Mahabharata xiv. 2784.

Heaven's narrow gate eludes the ken,
Bedimmed and dull, of foolish men.
Within that portal sternly barred,
To gain an entrance, O how hard!
What forms its bolts and bars? the sin
Of those who seek to enter in.
Men generous, pure, and self-controlled,
Alone that heavenly door behold;
To such 'tis ever opened wide;
They entering there, in bliss abide.

XXXVII. No second youth to man. (Compare Job xiv. 7.)

Kathasaritsagara lv. 110.

The empty beds of rivers fill again,

Trees, leafless now, renew their vernal bloom;
Returning moons their lustrous phase resume;
But man a second youth expects in vain.

XXXVIII. The lapse of time not practically noticed.
Subhashitārṇava 255.

Again the morn returns, again the night;
Again the sun, the moon, ascends the sky :
Our lives still waste away as seasons fly,
But who his final welfare keeps in sight?

XXXIX. "All men think all men mortal but themselves." (Young's "Night Thoughts.")

Mahabharata iii. 17041.

Is not those men's delusion strange,
Who, while they see that every day

So many sweeps from earth away,

Can long themselves t' elude all change?

XL. Who are the really blind, deaf, and dumb?

Dampatisiksha 26; Praśnottaramālā 15.

That man is blind whose inner eye
Can nought beyond this world descry;
And deaf the man on folly bent,
On whom advice is vainly spent.
The dumb are those who never seek
To others gracious words to speak.

XLI. Remember thy mortality.

Bhartriharis Santiśataka, 35.

Thou hear'st that from thy neighbour's stores
Some goods by theft have vanished; so,
That none of thine by stealth may go,
Thou sett'st a watch, and barr'st thy doors.
'Tis well but know'st thou never fear
When thou dost learn that every day
Stern death from many a dwelling near
A helpless victim tears away?

Deluded mortals, warning take,
From such insensate slumber wake!

XLII. Sin removed by Repentance.

Manu xi. 228; Mahābhārata iii. 13751 ff; xiii. 5534 ff.

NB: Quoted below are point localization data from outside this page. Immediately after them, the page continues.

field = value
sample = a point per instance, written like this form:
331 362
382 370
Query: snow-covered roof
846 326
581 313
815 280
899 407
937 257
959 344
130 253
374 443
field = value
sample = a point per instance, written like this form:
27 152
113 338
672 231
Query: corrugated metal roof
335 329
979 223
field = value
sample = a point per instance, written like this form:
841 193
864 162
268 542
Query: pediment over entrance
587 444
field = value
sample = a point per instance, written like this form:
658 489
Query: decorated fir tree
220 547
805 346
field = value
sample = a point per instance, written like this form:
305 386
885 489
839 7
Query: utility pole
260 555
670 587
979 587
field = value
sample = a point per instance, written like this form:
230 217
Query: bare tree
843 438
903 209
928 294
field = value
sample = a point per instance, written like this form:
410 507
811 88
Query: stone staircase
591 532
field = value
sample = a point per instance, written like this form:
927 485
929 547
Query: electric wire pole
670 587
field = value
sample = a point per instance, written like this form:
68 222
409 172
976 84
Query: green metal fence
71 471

Whenever men with inward pain
And self-reproach their sins confess,
And steadfast never more transgress,

Their souls are cleansed from every stain;

As serpents shed their worn-out skins,

These men are freed from cast-off sins.

XLIII. Never do what would distress thee on a sick-bed.

Mahabharata v. 1474 f; xii. 10559 f.

Such deeds as thou with fear and grief
Would'st, on a sick-bed laid, recall,
In youth and health eschew them all,
Remembering life is frail and brief.